I know that 99% of you guys are former F1 drivers and engineers, loving cars standard looks or prepped for the track . . . these pics are for those who don`t care about all this and prefer form over function.


----------



## Kadir (Mar 23, 2008)

Wheels look good. Ride height looks good. 
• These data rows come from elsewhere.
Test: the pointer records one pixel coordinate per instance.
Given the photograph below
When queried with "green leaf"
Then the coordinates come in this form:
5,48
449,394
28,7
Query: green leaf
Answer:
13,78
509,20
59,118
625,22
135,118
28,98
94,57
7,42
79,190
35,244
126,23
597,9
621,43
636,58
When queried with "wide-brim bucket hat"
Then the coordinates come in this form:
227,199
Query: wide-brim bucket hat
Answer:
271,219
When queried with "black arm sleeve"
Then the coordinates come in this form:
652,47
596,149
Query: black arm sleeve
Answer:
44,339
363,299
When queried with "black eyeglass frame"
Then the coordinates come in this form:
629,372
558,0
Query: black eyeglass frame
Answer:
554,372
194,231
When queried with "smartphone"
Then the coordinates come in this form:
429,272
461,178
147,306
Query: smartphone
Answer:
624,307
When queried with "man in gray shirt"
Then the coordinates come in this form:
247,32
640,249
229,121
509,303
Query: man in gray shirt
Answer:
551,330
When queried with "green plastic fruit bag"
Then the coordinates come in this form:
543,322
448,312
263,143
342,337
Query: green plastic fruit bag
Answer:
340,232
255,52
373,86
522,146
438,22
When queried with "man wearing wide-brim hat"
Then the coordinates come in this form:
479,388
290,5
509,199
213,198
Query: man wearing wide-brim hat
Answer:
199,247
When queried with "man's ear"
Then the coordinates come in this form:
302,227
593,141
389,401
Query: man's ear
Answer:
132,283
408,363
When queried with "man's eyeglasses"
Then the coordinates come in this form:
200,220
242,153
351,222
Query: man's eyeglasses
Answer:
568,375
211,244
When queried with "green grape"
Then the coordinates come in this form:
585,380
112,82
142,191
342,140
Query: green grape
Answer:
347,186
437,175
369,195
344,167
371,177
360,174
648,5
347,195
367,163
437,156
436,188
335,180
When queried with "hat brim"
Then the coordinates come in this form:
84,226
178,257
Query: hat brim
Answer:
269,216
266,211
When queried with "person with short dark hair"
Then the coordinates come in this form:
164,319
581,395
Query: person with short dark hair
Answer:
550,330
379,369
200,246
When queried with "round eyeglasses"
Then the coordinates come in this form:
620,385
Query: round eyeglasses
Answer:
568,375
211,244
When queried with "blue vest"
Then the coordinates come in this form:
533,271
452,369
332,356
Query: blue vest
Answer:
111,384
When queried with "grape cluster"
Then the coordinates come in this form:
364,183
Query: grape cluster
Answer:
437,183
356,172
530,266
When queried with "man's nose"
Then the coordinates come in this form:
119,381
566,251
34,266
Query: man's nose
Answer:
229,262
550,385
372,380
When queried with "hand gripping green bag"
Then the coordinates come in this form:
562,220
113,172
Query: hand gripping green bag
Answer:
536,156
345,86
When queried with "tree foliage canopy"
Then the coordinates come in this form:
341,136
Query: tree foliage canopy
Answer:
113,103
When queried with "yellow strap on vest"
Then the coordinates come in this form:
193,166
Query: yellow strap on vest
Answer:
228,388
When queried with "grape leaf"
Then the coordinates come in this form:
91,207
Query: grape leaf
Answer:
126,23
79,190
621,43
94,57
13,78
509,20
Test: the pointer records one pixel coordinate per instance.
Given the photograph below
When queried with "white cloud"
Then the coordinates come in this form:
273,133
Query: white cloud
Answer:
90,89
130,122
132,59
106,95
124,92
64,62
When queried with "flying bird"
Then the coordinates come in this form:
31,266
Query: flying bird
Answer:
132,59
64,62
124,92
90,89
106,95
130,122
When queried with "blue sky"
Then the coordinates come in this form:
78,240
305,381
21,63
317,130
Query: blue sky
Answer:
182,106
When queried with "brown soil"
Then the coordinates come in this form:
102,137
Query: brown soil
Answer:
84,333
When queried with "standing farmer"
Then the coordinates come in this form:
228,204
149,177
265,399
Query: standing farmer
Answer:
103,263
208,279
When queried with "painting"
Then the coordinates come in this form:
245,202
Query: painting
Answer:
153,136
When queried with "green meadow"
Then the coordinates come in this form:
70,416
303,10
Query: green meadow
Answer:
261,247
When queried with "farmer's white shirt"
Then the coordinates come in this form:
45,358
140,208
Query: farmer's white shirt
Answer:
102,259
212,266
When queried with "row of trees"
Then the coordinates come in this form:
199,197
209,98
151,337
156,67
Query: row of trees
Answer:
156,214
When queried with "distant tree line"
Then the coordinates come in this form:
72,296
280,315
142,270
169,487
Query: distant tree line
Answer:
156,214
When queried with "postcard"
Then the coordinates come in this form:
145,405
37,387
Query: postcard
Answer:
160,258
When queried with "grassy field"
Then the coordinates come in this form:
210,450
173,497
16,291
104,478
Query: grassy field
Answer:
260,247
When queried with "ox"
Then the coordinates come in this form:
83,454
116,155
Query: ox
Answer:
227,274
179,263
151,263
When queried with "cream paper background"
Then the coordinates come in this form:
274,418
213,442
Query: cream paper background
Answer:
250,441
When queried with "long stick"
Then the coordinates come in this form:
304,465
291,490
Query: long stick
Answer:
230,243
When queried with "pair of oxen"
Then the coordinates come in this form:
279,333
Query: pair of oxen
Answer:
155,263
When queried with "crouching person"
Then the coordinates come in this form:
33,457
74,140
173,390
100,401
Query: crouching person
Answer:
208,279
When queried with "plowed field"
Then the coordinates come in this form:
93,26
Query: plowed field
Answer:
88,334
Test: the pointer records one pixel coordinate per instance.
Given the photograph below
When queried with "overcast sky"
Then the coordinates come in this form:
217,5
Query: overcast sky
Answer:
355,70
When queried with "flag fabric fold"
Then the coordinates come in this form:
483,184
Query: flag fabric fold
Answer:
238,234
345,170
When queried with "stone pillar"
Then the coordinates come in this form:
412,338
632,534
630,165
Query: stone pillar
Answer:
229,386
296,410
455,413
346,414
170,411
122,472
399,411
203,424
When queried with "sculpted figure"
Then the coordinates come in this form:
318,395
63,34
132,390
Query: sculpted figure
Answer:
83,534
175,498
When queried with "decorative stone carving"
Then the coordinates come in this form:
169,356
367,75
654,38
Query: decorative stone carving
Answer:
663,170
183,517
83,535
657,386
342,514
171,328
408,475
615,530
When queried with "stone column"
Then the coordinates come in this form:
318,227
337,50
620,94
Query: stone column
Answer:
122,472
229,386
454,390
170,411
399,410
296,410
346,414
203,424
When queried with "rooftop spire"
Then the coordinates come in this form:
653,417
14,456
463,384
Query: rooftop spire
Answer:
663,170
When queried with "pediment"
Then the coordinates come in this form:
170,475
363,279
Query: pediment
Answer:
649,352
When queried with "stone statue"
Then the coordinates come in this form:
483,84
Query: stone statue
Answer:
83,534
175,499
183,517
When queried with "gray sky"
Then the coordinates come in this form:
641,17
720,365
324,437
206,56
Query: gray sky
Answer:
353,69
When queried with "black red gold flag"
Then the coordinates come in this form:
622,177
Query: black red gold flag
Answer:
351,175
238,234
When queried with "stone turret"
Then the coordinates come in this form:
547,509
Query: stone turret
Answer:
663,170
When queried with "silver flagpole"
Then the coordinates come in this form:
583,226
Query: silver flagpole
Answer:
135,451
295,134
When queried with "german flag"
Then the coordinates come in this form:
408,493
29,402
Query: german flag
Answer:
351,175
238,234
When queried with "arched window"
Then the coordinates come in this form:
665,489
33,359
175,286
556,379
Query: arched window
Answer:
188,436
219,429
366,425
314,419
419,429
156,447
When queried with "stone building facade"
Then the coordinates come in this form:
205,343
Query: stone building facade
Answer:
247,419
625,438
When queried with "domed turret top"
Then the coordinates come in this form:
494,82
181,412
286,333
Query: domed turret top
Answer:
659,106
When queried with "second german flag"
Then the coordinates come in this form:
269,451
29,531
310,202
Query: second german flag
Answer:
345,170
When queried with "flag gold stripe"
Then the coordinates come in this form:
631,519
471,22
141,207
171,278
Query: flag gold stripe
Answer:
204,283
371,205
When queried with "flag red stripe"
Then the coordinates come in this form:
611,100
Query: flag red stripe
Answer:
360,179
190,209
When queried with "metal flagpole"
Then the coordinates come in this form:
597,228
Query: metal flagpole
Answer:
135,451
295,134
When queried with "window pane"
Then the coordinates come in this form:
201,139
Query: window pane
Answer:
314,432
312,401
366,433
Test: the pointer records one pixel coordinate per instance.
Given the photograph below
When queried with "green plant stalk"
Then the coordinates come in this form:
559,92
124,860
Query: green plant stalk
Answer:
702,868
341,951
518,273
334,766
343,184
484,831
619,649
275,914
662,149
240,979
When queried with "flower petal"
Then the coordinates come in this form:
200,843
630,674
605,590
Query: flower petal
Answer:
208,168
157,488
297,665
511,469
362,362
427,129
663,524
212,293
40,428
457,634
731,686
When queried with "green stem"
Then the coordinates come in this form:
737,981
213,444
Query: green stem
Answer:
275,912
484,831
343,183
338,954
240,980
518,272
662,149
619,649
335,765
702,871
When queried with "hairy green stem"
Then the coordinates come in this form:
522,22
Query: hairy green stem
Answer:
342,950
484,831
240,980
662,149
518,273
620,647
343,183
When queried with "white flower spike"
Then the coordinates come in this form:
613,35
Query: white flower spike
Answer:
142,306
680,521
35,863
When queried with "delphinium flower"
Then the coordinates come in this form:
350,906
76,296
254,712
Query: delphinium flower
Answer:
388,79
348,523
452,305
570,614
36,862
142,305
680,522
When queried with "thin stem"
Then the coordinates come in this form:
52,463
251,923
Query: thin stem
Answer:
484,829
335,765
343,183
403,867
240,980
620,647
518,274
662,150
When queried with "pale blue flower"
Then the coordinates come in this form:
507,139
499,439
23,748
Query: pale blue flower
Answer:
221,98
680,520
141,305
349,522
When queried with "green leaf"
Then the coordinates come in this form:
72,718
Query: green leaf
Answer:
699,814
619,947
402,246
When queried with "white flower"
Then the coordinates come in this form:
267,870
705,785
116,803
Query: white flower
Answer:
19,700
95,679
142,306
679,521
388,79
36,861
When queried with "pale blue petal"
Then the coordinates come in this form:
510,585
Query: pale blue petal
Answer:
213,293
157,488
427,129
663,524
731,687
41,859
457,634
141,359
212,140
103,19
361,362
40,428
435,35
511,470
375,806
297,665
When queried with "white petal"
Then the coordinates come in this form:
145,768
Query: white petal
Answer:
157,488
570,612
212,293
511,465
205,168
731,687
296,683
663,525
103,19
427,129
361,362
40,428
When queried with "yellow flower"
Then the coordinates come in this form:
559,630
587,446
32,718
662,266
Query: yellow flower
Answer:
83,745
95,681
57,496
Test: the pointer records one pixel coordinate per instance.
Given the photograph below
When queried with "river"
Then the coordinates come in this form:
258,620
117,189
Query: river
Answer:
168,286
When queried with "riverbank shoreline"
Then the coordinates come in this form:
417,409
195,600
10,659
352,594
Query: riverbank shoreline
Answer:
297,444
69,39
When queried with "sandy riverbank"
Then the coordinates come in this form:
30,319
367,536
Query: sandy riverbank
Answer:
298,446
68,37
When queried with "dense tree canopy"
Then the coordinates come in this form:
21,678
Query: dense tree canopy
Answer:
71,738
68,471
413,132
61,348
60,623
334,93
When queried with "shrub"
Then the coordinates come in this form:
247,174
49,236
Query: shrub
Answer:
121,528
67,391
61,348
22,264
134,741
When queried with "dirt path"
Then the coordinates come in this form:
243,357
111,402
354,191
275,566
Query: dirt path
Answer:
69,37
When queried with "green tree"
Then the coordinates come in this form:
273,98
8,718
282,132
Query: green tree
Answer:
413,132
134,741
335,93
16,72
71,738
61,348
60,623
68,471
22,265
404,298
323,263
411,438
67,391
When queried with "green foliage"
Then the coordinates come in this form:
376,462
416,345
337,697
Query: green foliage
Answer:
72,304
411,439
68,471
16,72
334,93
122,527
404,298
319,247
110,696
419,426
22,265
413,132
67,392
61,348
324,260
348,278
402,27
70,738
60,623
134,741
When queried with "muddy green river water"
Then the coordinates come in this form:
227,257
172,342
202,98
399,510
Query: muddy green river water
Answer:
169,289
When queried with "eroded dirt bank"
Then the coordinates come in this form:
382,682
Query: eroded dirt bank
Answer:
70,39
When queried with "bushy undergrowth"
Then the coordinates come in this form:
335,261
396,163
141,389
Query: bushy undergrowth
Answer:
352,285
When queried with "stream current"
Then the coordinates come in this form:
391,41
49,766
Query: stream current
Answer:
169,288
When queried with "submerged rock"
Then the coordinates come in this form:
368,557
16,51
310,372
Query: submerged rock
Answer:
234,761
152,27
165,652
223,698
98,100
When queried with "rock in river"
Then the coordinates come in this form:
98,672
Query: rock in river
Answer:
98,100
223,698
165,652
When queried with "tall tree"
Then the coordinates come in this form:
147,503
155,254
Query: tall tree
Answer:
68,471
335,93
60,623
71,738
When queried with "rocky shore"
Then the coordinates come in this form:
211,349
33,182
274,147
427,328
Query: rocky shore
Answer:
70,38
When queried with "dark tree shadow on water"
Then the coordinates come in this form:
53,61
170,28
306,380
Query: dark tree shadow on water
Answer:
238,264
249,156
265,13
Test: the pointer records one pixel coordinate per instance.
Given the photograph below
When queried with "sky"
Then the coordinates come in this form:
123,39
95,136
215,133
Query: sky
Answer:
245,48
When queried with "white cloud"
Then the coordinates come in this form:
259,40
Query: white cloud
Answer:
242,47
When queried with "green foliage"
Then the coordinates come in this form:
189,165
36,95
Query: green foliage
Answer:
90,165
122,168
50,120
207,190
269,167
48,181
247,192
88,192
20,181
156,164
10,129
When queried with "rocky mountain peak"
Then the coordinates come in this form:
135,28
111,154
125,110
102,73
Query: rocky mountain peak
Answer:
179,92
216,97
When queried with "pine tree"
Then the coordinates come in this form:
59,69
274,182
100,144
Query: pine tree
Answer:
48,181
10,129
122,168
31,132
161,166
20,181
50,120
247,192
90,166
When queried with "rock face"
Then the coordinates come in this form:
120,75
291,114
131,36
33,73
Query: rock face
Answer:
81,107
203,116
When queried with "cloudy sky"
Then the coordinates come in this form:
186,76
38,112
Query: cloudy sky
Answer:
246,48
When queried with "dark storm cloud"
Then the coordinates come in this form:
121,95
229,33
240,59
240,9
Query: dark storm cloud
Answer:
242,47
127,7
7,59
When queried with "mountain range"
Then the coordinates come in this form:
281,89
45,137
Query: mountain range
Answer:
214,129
Those wheels and ride height would be mullered to kingdom come were they to come up against some London speedbumps!


----------



## MIKEGTR (Jul 8, 2005)

Can honestly say that that's the first time i've looked at an R35 and thought it looked nice


----------



## Rami (Oct 4, 2009)

It does look nice but that's where it ends. Drivability will be reduced to zero I guess.


----------



## gtrlux (Mar 8, 2006)

Kadir said:


> Wheels look good. Ride height looks good.
> 
> Those wheels and ride height would be mullered to kingdom come were they to come up against some London speedbumps!


I think thats one of the main reasons the stanced car tuning scene is so small in Europe, because of the shitty bumpy roads. In the US/Canada or in japan you find many stanced cars and even if functionality is some times sub-zero, when you park your standard Impreza next to a stanced Impreza for exemple, yours looks so crap.

form>funtion is state of mind here.


----------



## andrew186 (May 3, 2010)

awesome pics

i would do that to my 35 if not for the 2 storey high speed bumps all over the uk - i probably wont even be able to park my car at home anymore too!


----------



## panrix (May 16, 2010)

looks fantastic - as previously mentioned though, UK roads suck :O(


----------



## charles charlie (May 3, 2008)

I wouldnt get 400m from my house without losing my front splitter at the very least!


----------



## cows_R_us (Oct 26, 2010)

looks nice but thats about it


----------



## Zed Ed (Oct 24, 2007)

charles charlie said:


> I wouldnt get 400m from my house without losing my front splitter at the very least!


bloody locals, they'll take anything


----------



## charles charlie (May 3, 2008)

Zed Ed said:


> bloody locals, they'll take anything


Ha ha ha!

If I "stanced" mine it'd mean the scallies would need less bricks with which to nick the alloys!


----------



## TAZZMAXX (Mar 9, 2010)

Sorry, YUK uke:

Hispanic drug dealers in Miami will love them though, I'm sure.

(Think I said the same thing or similar last time this subject came up)


----------



## andrew186 (May 3, 2010)

charles charlie said:


> Ha ha ha!
> 
> If I "stanced" mine it'd mean the scallies would need less bricks with which to nick the alloys!


then you've got to slam it till no jack can possibly get under it!


----------



## Zed Ed (Oct 24, 2007)

on topic

let's hope this stays stateside, along with marrying your sister


----------



## R32 GTR R32 GTR (Nov 27, 2009)

This looks great but unpractical. Stanced is massive in the drift scene here. they get some ridiculous angles


----------



## EvolutionVI (Sep 6, 2005)

If im by law not allowed to go fast....i would maybe have the same looking GTR

Im happy that german allows me to go fast:clap:


----------